Researchers note the car’s range-per-recharge cycle would depend on the energy density, dimension and quantity of battery cells, the Swerea spokesperson says. However, estimates by the Massachusetts Institute of Technology and Yale University suggest a lithium-air battery could allow a vehicle to travel the 350-plus miles (564 km) expected from a tank of gasoline. IBM Research, meanwhile, says range could reach up to 500 miles (800 km) per charge.
That compares with some Li-ion batteries providing about 245 miles (395 km) per charge, such as the one used in Tesla’s Roadster e-vehicle, according to Tesla.

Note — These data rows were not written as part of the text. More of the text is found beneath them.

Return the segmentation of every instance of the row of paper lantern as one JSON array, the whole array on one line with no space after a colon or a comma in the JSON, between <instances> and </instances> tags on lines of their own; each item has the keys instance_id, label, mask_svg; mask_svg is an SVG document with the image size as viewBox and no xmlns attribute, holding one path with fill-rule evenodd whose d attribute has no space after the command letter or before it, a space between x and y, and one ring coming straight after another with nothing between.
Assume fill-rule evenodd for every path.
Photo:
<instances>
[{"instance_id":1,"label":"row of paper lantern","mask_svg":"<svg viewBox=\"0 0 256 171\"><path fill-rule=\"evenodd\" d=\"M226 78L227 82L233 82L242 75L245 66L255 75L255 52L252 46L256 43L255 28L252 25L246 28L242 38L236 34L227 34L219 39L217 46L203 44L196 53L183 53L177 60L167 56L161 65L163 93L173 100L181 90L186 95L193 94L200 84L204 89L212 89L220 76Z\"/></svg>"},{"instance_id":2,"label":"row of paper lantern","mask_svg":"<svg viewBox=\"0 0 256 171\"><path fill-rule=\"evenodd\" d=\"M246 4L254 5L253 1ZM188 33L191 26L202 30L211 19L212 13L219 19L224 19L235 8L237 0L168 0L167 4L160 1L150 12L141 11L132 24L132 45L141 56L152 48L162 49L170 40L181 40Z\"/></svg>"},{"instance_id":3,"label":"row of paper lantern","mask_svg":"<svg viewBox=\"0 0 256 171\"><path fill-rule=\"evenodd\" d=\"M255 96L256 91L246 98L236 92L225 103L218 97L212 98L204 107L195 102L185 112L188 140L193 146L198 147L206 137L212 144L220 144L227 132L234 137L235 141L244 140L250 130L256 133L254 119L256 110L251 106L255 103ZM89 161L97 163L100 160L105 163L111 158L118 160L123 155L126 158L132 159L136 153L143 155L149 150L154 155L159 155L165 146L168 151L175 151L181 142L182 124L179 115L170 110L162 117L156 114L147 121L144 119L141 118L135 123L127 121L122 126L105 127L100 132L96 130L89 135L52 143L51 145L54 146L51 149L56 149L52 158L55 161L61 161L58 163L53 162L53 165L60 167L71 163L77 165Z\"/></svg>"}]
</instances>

“We still have a lot of work ahead in order to bring our new batteries to the market, with challenges ranging from raw-materials production to the improvement of Li-air battery technologies and equipments,” says project coordinator Qiuping Chen, associate professor at the Polytechnic University of Turin, Italy. Other companies involved in the project included Spanish technology developer Acondicionamiento Tarrasense Associacion and ELAPHE Pogonske Tehnologije (Slovenia).The National University of Ireland, University College Cork (Ireland) and Sakarya University (Turkey) also participated.